Falando nisso, lembro-me de ter ouvido rumores dela ter se casado por volta de sete anos atrás. Por “rumores”, quero dizer que acabei ouvindo a conversa dos meus irmãos na sala de estar.
Nós certamente não tínhamos um relacionamento ruim. Conhecíamos um ao outro desde pequenos, então conversamos abertamente. Eu não acho que ela já tenha sentido alguma coisa por mim, mas se tivesse estudado mais e indo parar no mesmo colégio ou entrado no time de corrida, ganhando uma bolsa de estudos, certamente teria boas chances. Assim, se eu me confessasse após isso, provavelmente teríamos começado a namorar.
De qualquer forma, nós entraríamos em discussão no caminho de casa, que nem aqueles três pirralhos ali. Ah, e se tudo fosse bem, poderíamos entrar escondidos em uma sala vazia e fazer algumas safadezas na escola.

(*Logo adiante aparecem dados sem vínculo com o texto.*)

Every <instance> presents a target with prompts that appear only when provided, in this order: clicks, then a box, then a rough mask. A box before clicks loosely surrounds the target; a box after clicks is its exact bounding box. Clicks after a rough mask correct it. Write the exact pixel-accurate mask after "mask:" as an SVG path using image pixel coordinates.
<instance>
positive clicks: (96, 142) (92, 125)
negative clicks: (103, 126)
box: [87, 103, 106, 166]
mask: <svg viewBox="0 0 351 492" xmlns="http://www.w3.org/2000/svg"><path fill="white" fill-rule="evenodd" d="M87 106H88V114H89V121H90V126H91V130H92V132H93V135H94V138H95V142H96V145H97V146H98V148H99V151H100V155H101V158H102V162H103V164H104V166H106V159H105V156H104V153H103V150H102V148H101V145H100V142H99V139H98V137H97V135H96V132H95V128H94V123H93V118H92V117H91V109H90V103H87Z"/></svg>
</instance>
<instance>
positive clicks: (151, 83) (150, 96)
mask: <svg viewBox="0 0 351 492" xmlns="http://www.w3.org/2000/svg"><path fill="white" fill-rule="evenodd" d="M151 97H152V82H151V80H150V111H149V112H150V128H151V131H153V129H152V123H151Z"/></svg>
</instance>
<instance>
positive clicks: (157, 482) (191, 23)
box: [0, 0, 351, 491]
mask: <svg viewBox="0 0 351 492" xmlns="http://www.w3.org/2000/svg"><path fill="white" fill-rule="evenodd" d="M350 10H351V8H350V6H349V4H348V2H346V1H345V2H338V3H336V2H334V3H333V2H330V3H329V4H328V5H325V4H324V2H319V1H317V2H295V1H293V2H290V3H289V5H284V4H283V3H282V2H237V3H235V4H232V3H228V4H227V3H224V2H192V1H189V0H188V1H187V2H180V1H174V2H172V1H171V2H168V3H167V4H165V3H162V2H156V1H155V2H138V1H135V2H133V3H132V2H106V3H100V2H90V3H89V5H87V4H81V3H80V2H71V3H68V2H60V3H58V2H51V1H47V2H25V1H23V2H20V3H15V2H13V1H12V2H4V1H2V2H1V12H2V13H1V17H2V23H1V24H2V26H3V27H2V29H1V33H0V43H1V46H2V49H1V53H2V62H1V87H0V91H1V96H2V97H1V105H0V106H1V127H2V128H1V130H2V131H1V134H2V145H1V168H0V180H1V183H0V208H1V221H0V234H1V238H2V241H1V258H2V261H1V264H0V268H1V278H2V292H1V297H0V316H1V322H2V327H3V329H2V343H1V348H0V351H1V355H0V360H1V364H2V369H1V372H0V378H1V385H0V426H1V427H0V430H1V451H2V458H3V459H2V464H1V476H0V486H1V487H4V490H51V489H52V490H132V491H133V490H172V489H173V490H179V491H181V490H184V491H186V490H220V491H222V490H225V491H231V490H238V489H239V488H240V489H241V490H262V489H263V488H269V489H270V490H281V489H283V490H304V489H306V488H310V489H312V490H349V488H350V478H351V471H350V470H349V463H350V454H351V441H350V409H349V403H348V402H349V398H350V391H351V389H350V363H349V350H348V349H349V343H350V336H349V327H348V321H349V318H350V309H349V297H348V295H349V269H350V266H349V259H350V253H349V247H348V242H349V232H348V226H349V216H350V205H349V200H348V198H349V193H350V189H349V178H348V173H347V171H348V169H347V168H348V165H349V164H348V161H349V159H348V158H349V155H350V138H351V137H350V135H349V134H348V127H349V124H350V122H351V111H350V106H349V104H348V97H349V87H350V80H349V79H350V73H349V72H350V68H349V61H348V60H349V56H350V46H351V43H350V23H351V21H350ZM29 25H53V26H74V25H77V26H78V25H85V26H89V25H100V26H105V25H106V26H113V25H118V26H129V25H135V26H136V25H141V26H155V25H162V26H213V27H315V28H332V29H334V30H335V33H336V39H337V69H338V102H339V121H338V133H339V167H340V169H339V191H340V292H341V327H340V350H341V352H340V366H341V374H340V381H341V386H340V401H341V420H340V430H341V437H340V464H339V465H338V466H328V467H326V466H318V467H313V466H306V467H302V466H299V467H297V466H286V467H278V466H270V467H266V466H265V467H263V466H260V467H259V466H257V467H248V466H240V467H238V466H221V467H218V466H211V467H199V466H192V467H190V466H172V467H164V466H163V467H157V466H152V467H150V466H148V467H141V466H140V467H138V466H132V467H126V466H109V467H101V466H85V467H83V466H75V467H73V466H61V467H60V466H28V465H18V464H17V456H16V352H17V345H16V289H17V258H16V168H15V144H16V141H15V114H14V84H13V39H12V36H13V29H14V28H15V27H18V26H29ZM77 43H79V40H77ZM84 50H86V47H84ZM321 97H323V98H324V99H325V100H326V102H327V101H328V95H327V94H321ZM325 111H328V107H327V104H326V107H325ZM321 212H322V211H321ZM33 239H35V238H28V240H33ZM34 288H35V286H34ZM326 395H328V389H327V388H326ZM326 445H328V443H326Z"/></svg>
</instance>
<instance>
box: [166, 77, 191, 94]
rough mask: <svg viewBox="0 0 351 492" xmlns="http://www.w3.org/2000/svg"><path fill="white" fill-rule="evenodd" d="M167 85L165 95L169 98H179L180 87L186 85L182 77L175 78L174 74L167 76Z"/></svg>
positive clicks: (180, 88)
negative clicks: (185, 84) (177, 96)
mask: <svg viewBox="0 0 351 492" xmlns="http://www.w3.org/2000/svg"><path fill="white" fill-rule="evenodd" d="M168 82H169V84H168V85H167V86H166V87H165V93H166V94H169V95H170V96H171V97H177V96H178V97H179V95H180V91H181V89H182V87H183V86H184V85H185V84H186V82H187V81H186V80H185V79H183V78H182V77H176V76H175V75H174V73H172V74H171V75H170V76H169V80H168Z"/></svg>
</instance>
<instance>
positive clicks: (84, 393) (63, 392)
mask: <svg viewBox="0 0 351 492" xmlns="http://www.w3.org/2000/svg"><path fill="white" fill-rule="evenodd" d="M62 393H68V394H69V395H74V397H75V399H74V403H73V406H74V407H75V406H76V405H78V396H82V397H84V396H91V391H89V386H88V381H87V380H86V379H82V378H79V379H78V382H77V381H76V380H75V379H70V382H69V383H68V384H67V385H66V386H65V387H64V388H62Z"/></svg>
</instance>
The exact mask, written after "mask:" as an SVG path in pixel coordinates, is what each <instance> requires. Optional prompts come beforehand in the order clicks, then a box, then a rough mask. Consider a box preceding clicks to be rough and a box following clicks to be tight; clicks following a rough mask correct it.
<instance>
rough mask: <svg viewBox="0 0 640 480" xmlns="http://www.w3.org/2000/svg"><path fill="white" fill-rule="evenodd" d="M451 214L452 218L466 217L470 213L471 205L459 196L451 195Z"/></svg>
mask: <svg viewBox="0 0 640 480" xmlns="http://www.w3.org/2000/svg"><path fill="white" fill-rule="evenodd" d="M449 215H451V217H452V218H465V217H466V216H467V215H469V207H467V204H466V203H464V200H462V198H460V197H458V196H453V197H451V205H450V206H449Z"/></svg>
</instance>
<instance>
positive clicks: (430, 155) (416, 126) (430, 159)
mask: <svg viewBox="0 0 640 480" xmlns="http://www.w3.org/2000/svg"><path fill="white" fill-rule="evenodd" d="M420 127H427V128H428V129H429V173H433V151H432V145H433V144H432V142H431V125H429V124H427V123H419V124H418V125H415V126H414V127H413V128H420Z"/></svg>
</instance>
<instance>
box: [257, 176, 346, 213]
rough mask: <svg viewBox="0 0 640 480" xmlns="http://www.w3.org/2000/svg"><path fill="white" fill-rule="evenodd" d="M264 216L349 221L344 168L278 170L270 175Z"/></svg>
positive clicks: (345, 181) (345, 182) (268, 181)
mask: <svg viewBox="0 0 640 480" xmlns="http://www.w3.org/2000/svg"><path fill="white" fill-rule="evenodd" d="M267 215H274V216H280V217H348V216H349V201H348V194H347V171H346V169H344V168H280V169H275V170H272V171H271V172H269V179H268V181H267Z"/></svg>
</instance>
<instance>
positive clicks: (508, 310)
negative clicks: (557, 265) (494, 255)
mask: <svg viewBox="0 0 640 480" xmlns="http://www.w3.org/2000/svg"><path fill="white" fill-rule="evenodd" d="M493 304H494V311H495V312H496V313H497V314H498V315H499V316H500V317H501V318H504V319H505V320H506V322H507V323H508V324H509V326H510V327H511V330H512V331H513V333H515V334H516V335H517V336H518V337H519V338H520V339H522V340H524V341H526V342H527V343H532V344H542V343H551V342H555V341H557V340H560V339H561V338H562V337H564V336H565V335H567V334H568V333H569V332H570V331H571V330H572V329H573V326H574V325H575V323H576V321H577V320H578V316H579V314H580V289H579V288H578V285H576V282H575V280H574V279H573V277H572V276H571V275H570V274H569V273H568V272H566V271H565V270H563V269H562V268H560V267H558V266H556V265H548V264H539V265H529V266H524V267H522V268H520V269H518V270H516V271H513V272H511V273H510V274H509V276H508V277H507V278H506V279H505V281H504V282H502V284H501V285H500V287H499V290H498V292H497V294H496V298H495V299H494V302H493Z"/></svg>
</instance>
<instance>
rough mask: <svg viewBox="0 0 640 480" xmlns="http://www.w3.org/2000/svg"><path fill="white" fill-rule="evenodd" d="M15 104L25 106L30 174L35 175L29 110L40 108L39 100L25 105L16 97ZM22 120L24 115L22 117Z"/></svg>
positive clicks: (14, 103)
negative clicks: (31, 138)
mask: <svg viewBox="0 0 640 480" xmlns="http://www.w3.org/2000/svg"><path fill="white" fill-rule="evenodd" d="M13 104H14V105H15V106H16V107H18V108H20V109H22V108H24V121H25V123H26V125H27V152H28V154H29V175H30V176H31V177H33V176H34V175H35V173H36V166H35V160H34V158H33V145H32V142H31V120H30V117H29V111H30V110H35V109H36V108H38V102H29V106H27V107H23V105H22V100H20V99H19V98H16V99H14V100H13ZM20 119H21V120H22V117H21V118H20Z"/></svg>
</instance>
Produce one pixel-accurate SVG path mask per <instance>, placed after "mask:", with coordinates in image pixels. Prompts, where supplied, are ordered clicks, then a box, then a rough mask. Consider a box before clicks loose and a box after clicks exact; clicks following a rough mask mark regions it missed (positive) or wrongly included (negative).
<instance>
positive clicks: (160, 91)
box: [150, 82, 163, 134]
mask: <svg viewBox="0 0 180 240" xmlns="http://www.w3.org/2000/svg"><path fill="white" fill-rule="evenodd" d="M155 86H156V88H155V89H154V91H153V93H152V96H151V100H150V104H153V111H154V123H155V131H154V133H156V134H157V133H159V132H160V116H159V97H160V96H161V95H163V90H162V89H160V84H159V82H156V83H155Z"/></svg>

Foi então que percebi uma coisa: Um caminhão vindo em alta velocidade na direção dos três estudantes. O motorista estava com a cabeça baixa, dormindo em cima do volante.
Fazia mais de uma década que eu havia conversado em voz alta e as minhas, já enfraquecidas, cordas vocais ainda se enrijeceram, por causa da forte dor nas minhas costelas e do frio. Tudo que fui capaz de fazer foi um gruido patético que imediatamente se dispersou na escuridão do aguaceiro.
Eu sabia que precisava ajudá-los, mas, ao mesmo tempo, não sabia como. Se não o fizesse, cinco minutos mais tarde, o meu coração sucumbiria pelo arrependimento. Definitivamente a visão de três adolescentes esmagados por um caminhão em alta velocidade, acabaria comigo.
Com toda certeza eu acabei morto, jogado do lado da estrada, mas entendi que, fazer ao menos uma coisa útil na vida não seria tão ruim. Pelo menos eu não queria passar os meus momentos finais atolado em arrependimento.
Comecei a correr alucinadamente. Dez anos mal me movendo fizeram minhas pernas responderem com atraso e, pela primeira vez em toda minha vida, desejei ter me exercitado mais. As costelas que achava estarem quebradas, fizeram questão de me lembrar que já estive em dias melhores. Pela primeira vez em toda minha vida, desejei ter ingerido mais cálcio.
O garoto que estava gritando, percebeu o caminhão se aproximar e puxou a garota para perto dele. O outro estava olhando na direção oposta, então nem percebeu o caminhão. Eu agarrei ele pelo colarinho da camisa e o joguei para longe com toda a minha força, tirando-o da rota do caminhão.
Naquele instante, vi o caminhão bem na minha frente. Tudo que fiz foi colocar o garoto em segurança, mas em troca, acabei trocando de lugar com ele, colocando-me em risco ao invés. Mas não havia o que fazer, nada mudaria o fato de que eu, pesando mais de cem quilos e correndo a toda velocidade, acabasse indo um pouco longe demais.
Em um pequeno relance antes do caminhão me atingir, uma luz intensa piscou em um flash atrás de mim. Agora seria o momento em que eu veria todas as cenas da minha vida, como sempre disseram? Mas foi tão rápido que acabei não vendo nada.
Tomei uma pancada do caminhão com uma força mais de cinquenta vezes o meu próprio peso, sendo jogado contra a parede de concreto.
— HURGH! — O ar foi forçado para fora dos meus pulmões, os quais ainda desesperadamente tentavam recuperar o oxigênio perdido durante a corrida.
Eu não conseguia falar, mas ainda não estava morto. Minha enorme gordura deve ter salvo a minha vida. Exceto que, o caminhão continuava se movendo.